Where have all the boys gone?

Blame it on cricket or the absence of a culture on athleticism, Bengalis are woefully dropping off Indian football's radar, and it's only getting worse

Football used to be Bengal's forte. Not any more. The Dempos and the Mahindras are running the show at the national level. And in Kolkata, outstation players are ruling the roost.

Football has been the name of the game in this part of the world ever since Mohun Bagan humbled East Yorkshire Regiment in the IFA Shield final. That was 1911.

Ninety-seven years on, as Mohun Bagan won their 28th Calcutta Football League (CFL) title in 2008, only one Bengali player figured in the list of 14 in their final round match goalkeeper Sangram Mukherjee was the odd man out.

Why is the 'Bong connection' fading fast in Kolkata football? The legendary Chuni Goswami blames it on the changed psychology of the Bengali middle-class, which doesn't encourage kids to play this sport anymore. Cricket is their joie de vivre.

"There has been a marked change in the last 10 years. Young boys are taking to cricket, not only in Kolkata but also in suburbs and small towns. The general perception is, cricket gives security. It has glamour. And Bengal and the Bengalis have a role model in Sourav Ganguly. This is the precise reason why cricket academies have been fast outnumbering football coaching centres. And football talents have no choice but to share the backstage," Goswami told The Indian Express.

"Secondly, Bengali footballers nowadays seem to have lost their appetite for success. A little bit of prominence, a permanent job through sports quota and they are easily satisfied. Football is observing a global boom and the positives have started to trickle down in our country. We are now among the Asian elites after qualifying for the 2011 Asian Cup. And the cash has started to flow. But Bengal boys seem to be in a deep slumber," he lamented. Even as the I-League is well underway, the absence of Bengali dominance in the national championship is only obvious.

Mohun Bagan goalie Sangram Mukherjee takes solace from the fact that all the top goalkeepers in the country are of Bengali descent. "Subrata Paul, Sandip Nandy, Subhasish Roy Chowdhury all three national team goalkeepers have Bengali roots. Then there are others like Abhijit Mondal," he said. But again, this is an isolated lot, a rank minority of sorts.

There was a time when the state leagues of North 24-Parganas and South 24-Parganas used to be the hub of footballing talents. The likes of Subrata Bhattacharya, Manoranjan Bhattacharya, Bhaskar Ganguly and other top stars cut their teeth in competitive football in those popular tournaments. During that time, the Big Three Mohun Bagan, East Bengal and Mohammedan Sporting had spotters who loved to do some legwork for the sake of the game. The small clubs used to take pride in nurturing talents. There were coaches like Achyut Banerjee, who gave shape to many a dream.
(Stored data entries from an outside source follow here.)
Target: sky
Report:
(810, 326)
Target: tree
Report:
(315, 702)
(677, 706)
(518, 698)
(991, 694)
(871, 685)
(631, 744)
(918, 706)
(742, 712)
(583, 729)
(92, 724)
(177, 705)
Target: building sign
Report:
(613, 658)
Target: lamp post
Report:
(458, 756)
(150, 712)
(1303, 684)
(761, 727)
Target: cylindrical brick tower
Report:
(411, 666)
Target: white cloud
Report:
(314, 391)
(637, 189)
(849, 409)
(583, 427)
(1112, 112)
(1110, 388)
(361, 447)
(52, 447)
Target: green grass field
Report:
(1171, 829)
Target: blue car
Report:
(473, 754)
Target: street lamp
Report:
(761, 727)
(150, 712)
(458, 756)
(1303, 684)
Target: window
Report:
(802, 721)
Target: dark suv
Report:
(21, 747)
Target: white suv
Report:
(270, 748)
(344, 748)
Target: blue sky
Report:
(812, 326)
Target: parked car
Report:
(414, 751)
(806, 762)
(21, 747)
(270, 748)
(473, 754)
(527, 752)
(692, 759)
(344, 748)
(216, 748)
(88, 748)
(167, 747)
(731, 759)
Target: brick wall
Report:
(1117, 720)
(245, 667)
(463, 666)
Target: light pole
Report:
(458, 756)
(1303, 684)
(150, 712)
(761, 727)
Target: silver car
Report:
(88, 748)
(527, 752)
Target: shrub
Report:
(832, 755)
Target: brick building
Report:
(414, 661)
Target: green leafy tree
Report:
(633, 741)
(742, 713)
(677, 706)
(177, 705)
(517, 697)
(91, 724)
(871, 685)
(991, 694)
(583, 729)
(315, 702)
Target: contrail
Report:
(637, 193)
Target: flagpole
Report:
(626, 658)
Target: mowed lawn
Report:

Now, the big clubs are only interested in names, the smaller clubs have more faith in third-string foreigners rather than in home-grown talents, and quality coaches are at a premium.

Indian Football Association (IFA) secretary Utpal Ganguly admits that there is a lack of co-ordination between districts and the state capital as far as promoting the game is concerned.

"We have started to bridge that gap. The IFA-organised state league is a good platform for the youngsters from the districts. We have to ensure that Kolkata's football fraternity gets a chance to see those players. We are working hard to ensure that good performances don't go unnoticed. It's not possible for Kolkata's clubs to go to the districts and spot talents. The idea is to bring them here. We are also trying to promote football in schools. This is basically to target the middle-class and the upper middle-class," Ganguly told this daily.

The IFA is not doing everything wrong though. It has adopted the Sunderbans Football Academy and is sincerely trying to go to the grassroots. Problem is, they are not marketing the game properly.

Kolkata and its Bengalis still swear by football. An East Bengal-Mohun Bagan clash at Yuba Bharati Krirangan still ensures a full-house. And then again, life comes to a standstill in this football-mad city when Brazil and Argentina face off in the World Cup. The Zidanes and the Ronaldos are massive icons here.

So, it's a real paradox that the talent base is receding. That the pressure of academics is getting big sounds too lame an excuse now. Gen-X Bengalis, perhaps, are not game enough to meet the challenges that football offers.